Fig. 1- Temperature change around India

 

This has had a profound impact on the country’s farming community, with a 25% decline in farm profits and a marked increase in farmer suicides – with over 60,000 cases recorded in the last 30 years alone.

In this paper, we will understand how rising temperatures, changing precipitation patterns, and more frequent extreme weather events are disrupting crop yields and the livelihoods of farmers. Furthermore, we will be discussing upon what policies should government implement to help put these factors under check.

Rapid climate change due to global warming and other reasons in the modern scenario is affecting Agriculture in multiple ways-

  1. Environmental Changes- Climatic changes can increase temperatures, changing precipitation patterns etc. causing changes in the seasonal length. Hotter climate can also increase the risks of wildfires that can deplete hundreds of acres of forest cover in days. Temperature and precipitation changes also make the environment more sustainable for insects, weeds, and diseases. Warmer climate can also impact the Pollination process as to when the bees and butterflies come out.
  2. Changes in Agricultural Productivity– These climate changes have significantly impacted crop yields in India. Wheat yields have declined by 5.2% from 1980 to 2009. Rice and maize yields have also dropped. Projections indicate wheat yields may fall by 6-23% by 2050 and rice yields may fall by 2-14% under climate change scenarios. Pulses like chickpeas could see yield declines of 18-23% by 2050. By 2050, it is anticipated that some regions’ yields of legumes like soybean, pigeon pea, and peanut will drop by 20–40%.

Fig. 2- Projected changes in crop yield around the world

3. Impact on Biodiversity-Cropping patterns have also changed as a result of climate change, causing many crops to be vulnerable to new pests and diseases.

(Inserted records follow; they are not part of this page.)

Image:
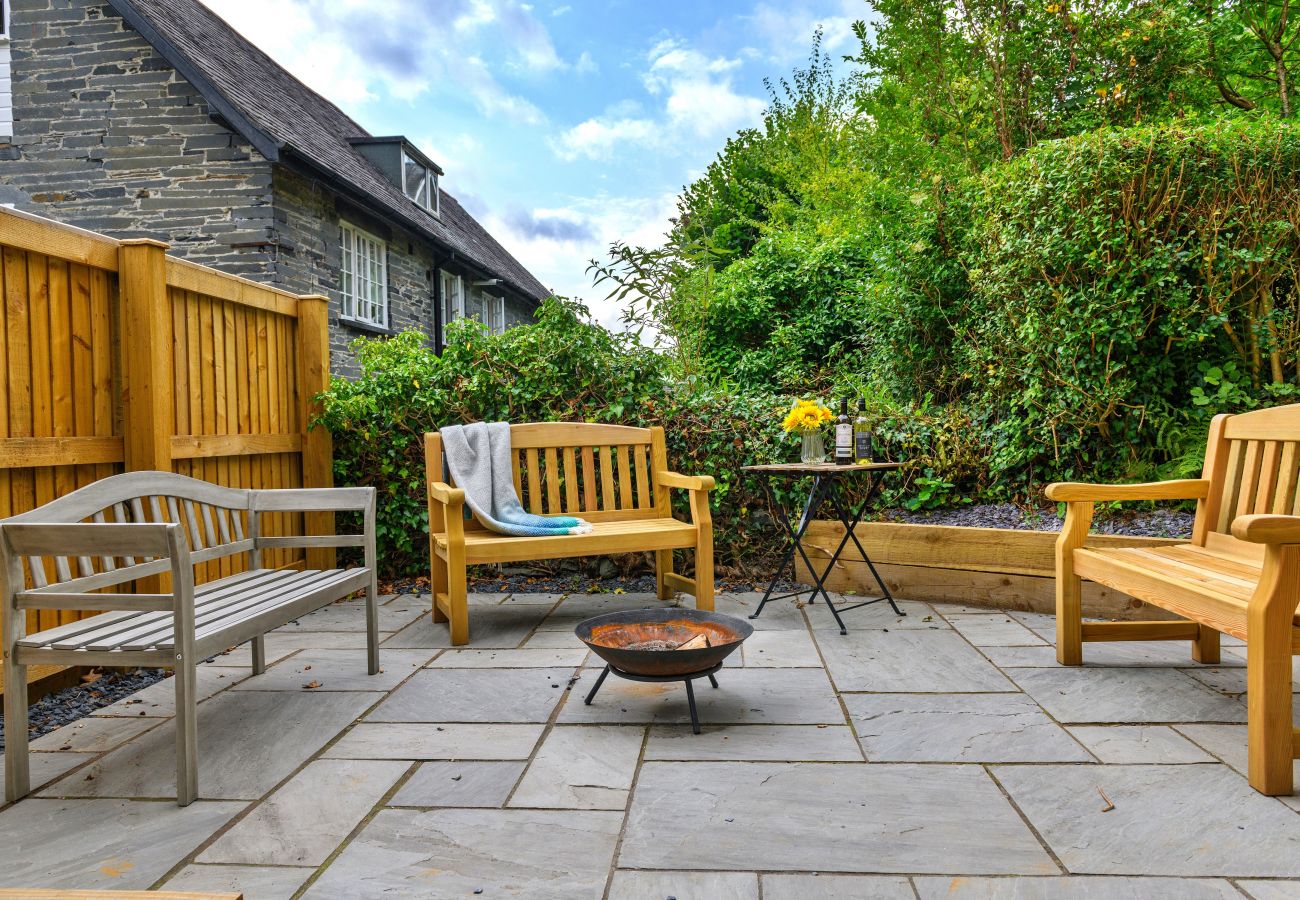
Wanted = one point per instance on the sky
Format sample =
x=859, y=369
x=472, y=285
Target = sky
x=562, y=125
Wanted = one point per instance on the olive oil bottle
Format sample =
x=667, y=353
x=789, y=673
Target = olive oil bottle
x=861, y=436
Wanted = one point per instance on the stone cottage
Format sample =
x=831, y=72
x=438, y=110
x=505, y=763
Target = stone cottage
x=156, y=119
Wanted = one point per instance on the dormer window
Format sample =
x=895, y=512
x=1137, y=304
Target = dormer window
x=414, y=173
x=420, y=184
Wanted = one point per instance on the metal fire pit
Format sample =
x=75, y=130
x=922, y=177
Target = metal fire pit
x=615, y=637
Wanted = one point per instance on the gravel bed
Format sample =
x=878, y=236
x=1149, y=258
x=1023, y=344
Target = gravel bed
x=70, y=704
x=1132, y=523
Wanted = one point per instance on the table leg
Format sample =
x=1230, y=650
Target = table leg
x=796, y=537
x=850, y=533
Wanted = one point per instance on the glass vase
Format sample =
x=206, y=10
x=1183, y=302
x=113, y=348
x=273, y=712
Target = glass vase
x=813, y=449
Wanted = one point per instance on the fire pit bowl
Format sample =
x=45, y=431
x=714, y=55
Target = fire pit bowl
x=615, y=635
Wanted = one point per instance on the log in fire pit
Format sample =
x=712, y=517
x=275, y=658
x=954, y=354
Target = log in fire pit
x=663, y=645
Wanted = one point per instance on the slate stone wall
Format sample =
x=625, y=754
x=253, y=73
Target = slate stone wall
x=108, y=137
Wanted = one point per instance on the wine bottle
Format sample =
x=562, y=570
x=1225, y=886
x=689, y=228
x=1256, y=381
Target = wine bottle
x=844, y=436
x=862, y=435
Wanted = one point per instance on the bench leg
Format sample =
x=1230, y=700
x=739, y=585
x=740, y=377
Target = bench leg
x=458, y=600
x=437, y=584
x=258, y=645
x=705, y=571
x=1205, y=648
x=186, y=732
x=662, y=566
x=17, y=779
x=1270, y=738
x=372, y=624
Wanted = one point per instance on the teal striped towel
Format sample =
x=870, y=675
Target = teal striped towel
x=482, y=466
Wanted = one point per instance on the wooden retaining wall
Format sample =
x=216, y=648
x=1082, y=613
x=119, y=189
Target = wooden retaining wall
x=993, y=567
x=115, y=357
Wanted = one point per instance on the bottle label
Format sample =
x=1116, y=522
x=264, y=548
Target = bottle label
x=844, y=441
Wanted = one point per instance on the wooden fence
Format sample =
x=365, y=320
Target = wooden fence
x=115, y=357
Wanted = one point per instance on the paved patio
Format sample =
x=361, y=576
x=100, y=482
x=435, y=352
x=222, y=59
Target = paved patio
x=943, y=754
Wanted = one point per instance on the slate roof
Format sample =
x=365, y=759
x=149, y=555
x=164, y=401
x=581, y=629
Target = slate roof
x=287, y=121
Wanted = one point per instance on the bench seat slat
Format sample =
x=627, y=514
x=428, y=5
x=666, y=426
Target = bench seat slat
x=154, y=630
x=628, y=536
x=104, y=628
x=215, y=613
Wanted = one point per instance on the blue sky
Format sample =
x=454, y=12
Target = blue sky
x=560, y=124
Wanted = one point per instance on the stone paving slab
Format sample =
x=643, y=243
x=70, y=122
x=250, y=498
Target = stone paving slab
x=459, y=784
x=1074, y=888
x=684, y=886
x=1227, y=743
x=482, y=695
x=94, y=734
x=350, y=615
x=581, y=767
x=983, y=727
x=306, y=818
x=826, y=817
x=909, y=661
x=993, y=631
x=1166, y=821
x=780, y=649
x=89, y=844
x=436, y=741
x=527, y=658
x=254, y=882
x=1078, y=695
x=503, y=627
x=744, y=696
x=337, y=670
x=836, y=887
x=248, y=741
x=1270, y=890
x=44, y=767
x=757, y=743
x=541, y=855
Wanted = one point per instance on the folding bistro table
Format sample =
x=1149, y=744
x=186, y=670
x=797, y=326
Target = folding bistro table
x=826, y=489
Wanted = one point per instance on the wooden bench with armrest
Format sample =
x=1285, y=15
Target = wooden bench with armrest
x=151, y=526
x=1239, y=574
x=614, y=476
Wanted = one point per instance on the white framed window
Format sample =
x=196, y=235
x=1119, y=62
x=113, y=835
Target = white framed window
x=420, y=184
x=365, y=276
x=453, y=301
x=495, y=314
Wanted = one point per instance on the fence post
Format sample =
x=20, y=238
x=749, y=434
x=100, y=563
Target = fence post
x=147, y=411
x=317, y=444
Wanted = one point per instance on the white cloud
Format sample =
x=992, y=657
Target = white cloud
x=358, y=51
x=700, y=104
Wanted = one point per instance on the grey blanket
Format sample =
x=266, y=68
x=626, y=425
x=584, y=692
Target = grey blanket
x=482, y=466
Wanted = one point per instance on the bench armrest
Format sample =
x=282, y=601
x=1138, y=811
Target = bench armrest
x=1073, y=492
x=685, y=481
x=1266, y=528
x=446, y=494
x=312, y=500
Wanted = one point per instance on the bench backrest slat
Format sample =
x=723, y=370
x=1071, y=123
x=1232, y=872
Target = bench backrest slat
x=1252, y=462
x=598, y=472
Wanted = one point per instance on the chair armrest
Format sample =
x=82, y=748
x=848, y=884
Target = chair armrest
x=312, y=500
x=685, y=481
x=1266, y=528
x=1073, y=492
x=446, y=494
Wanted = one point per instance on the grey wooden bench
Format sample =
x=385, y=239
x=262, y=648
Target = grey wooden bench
x=70, y=553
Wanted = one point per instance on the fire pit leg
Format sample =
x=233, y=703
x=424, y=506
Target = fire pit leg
x=596, y=687
x=690, y=699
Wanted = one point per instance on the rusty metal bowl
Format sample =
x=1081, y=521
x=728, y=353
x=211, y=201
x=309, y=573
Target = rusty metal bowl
x=610, y=635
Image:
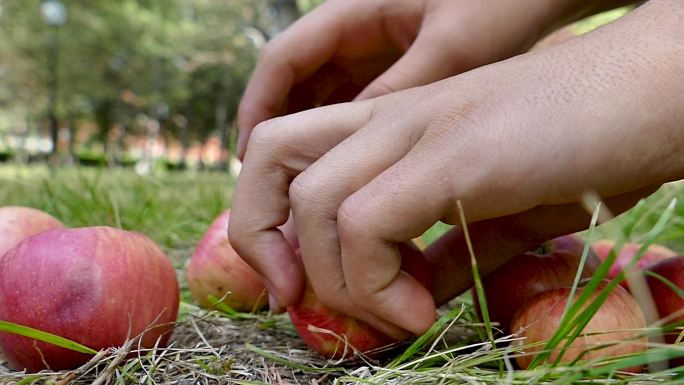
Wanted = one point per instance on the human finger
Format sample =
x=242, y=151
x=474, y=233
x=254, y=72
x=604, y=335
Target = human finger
x=497, y=240
x=282, y=62
x=283, y=147
x=316, y=195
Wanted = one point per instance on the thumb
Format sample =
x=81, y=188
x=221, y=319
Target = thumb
x=430, y=58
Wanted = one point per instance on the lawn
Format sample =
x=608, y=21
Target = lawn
x=174, y=209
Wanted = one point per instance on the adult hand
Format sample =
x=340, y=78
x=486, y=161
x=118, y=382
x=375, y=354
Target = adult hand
x=513, y=141
x=347, y=49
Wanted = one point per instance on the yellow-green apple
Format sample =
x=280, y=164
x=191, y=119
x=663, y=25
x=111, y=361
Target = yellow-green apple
x=17, y=223
x=653, y=254
x=615, y=329
x=335, y=335
x=553, y=265
x=98, y=286
x=216, y=269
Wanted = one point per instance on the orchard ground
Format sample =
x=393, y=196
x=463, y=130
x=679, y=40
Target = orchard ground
x=175, y=208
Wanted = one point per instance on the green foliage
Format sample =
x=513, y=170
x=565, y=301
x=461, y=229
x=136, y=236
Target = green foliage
x=121, y=59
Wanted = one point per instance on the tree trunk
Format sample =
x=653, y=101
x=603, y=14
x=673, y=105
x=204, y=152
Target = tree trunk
x=286, y=12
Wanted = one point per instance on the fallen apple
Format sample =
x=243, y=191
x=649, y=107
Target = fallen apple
x=653, y=254
x=97, y=286
x=216, y=269
x=17, y=223
x=553, y=265
x=669, y=303
x=335, y=335
x=616, y=328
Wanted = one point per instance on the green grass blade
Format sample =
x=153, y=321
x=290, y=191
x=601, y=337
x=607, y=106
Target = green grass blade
x=479, y=288
x=667, y=282
x=578, y=316
x=291, y=364
x=583, y=259
x=45, y=337
x=423, y=340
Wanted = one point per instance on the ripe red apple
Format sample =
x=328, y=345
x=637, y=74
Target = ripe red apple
x=619, y=320
x=668, y=303
x=338, y=335
x=216, y=269
x=17, y=223
x=96, y=286
x=552, y=266
x=653, y=254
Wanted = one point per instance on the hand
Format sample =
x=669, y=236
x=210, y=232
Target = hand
x=513, y=141
x=348, y=49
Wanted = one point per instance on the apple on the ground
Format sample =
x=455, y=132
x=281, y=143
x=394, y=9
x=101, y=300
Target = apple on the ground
x=18, y=222
x=97, y=286
x=615, y=329
x=215, y=268
x=335, y=335
x=653, y=254
x=553, y=265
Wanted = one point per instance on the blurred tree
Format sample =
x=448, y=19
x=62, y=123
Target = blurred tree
x=128, y=59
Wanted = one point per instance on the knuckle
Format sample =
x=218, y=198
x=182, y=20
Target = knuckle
x=350, y=220
x=265, y=133
x=304, y=191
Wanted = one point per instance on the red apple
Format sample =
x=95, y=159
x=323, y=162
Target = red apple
x=653, y=254
x=96, y=286
x=552, y=266
x=216, y=269
x=336, y=335
x=669, y=304
x=17, y=223
x=618, y=323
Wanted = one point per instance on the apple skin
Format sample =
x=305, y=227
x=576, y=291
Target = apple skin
x=553, y=266
x=17, y=223
x=95, y=286
x=653, y=254
x=215, y=268
x=349, y=335
x=620, y=315
x=667, y=302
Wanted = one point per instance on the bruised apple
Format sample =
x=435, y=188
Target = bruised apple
x=615, y=329
x=216, y=269
x=335, y=335
x=17, y=223
x=553, y=265
x=97, y=286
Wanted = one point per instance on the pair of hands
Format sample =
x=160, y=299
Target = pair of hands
x=517, y=142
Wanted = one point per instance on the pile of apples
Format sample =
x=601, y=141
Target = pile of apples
x=101, y=287
x=97, y=286
x=529, y=294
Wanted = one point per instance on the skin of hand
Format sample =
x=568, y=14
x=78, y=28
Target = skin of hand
x=358, y=49
x=517, y=142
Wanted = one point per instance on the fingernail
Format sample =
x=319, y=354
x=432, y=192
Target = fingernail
x=274, y=306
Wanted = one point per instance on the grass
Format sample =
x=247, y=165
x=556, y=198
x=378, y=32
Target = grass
x=214, y=347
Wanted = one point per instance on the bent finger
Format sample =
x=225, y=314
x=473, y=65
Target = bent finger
x=283, y=148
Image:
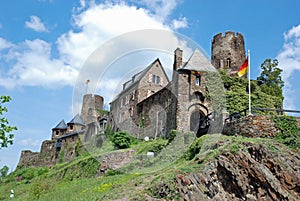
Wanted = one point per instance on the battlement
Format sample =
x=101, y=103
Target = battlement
x=90, y=103
x=228, y=35
x=228, y=51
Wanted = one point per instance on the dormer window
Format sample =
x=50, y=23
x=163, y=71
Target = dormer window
x=228, y=63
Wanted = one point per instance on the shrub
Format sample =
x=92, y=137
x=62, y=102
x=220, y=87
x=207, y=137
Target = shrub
x=122, y=140
x=195, y=148
x=289, y=131
x=172, y=135
x=153, y=146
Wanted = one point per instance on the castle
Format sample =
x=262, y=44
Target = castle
x=150, y=104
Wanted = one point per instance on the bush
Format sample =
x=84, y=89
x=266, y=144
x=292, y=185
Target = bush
x=153, y=146
x=289, y=131
x=172, y=135
x=195, y=148
x=122, y=140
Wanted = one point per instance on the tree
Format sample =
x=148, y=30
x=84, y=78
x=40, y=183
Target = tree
x=6, y=137
x=270, y=78
x=4, y=171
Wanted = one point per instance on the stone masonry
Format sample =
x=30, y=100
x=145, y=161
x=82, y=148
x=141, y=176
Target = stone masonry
x=251, y=126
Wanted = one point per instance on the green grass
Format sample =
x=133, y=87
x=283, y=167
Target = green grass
x=76, y=180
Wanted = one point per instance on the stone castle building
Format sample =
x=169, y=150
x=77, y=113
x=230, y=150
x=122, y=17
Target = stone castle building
x=228, y=51
x=65, y=138
x=150, y=104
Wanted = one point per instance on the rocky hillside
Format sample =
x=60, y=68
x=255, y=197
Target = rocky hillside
x=215, y=167
x=253, y=172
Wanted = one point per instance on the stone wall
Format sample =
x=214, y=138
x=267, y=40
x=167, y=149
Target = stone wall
x=28, y=158
x=47, y=154
x=228, y=50
x=115, y=160
x=251, y=126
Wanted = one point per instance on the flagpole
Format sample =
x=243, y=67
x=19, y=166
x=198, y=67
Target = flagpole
x=249, y=87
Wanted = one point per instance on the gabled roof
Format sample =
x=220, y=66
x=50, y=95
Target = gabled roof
x=198, y=62
x=77, y=120
x=138, y=76
x=71, y=134
x=61, y=125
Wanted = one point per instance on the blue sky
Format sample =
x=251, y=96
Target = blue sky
x=44, y=44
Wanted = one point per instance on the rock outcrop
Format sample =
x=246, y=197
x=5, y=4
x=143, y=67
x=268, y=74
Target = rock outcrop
x=252, y=173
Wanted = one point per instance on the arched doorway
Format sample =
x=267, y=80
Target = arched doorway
x=198, y=123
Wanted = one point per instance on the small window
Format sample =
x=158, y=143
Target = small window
x=157, y=79
x=131, y=111
x=228, y=63
x=153, y=78
x=198, y=80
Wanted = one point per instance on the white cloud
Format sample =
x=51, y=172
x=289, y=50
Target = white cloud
x=179, y=23
x=289, y=61
x=33, y=64
x=36, y=24
x=4, y=44
x=161, y=8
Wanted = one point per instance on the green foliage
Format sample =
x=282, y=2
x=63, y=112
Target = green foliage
x=152, y=146
x=86, y=167
x=235, y=148
x=112, y=172
x=172, y=135
x=26, y=174
x=270, y=78
x=78, y=147
x=108, y=132
x=215, y=92
x=122, y=140
x=6, y=136
x=40, y=187
x=289, y=131
x=264, y=92
x=61, y=156
x=102, y=112
x=3, y=172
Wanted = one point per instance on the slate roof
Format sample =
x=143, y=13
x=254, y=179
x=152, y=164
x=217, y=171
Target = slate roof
x=77, y=120
x=199, y=62
x=61, y=125
x=71, y=134
x=138, y=76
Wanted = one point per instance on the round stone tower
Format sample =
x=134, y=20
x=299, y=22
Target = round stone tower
x=228, y=52
x=89, y=108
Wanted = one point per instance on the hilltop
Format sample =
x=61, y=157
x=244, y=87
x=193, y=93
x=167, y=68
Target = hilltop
x=214, y=166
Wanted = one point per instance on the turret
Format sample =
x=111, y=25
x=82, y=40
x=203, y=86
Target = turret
x=89, y=108
x=228, y=52
x=59, y=130
x=76, y=124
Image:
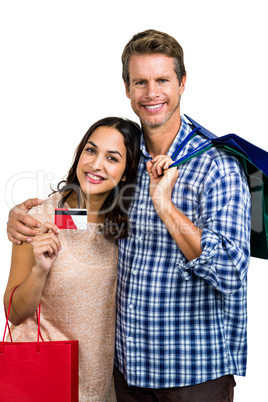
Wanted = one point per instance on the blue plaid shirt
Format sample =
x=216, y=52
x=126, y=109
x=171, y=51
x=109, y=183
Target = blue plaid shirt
x=181, y=323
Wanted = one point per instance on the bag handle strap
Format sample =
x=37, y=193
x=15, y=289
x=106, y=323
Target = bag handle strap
x=195, y=152
x=38, y=313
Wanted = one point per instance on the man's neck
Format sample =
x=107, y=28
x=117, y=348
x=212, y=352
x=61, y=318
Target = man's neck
x=158, y=140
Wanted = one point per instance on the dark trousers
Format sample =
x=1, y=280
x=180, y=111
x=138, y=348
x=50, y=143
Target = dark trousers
x=219, y=390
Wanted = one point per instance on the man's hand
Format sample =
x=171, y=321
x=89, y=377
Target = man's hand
x=21, y=227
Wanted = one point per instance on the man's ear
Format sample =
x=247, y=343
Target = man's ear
x=127, y=90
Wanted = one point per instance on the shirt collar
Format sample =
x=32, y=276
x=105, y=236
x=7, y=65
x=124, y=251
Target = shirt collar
x=182, y=133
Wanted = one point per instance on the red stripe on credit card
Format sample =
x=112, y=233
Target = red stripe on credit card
x=71, y=218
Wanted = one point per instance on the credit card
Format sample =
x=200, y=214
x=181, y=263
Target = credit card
x=71, y=218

Global Warming causes glaciers to melt and thus sea level rise and coastal flooding which in turn leads to saltwater intrusion thereby harming fertile lands. Changing climate can also become a threat to livestock, fisheries, and other similar agricultural activities.

This process of climatic change is not a one-ended story. It is a vicious cycle having various factors each of which are interconnected. Farming requires land resources due to which forests are cleared reducing the forest cover which in turn disturb the ecological balance.

CO2 and Methane are two gases that play a major role in climatic change. Recent research found that majority of these emissions are due to activities related to farming. According to the study, increased livestock numbers and manure management were responsible for 78% of the rise in methane emissions between 1990 and 2016, while increases in fertiliser use were responsible for 65% of the rise in CO2 emissions.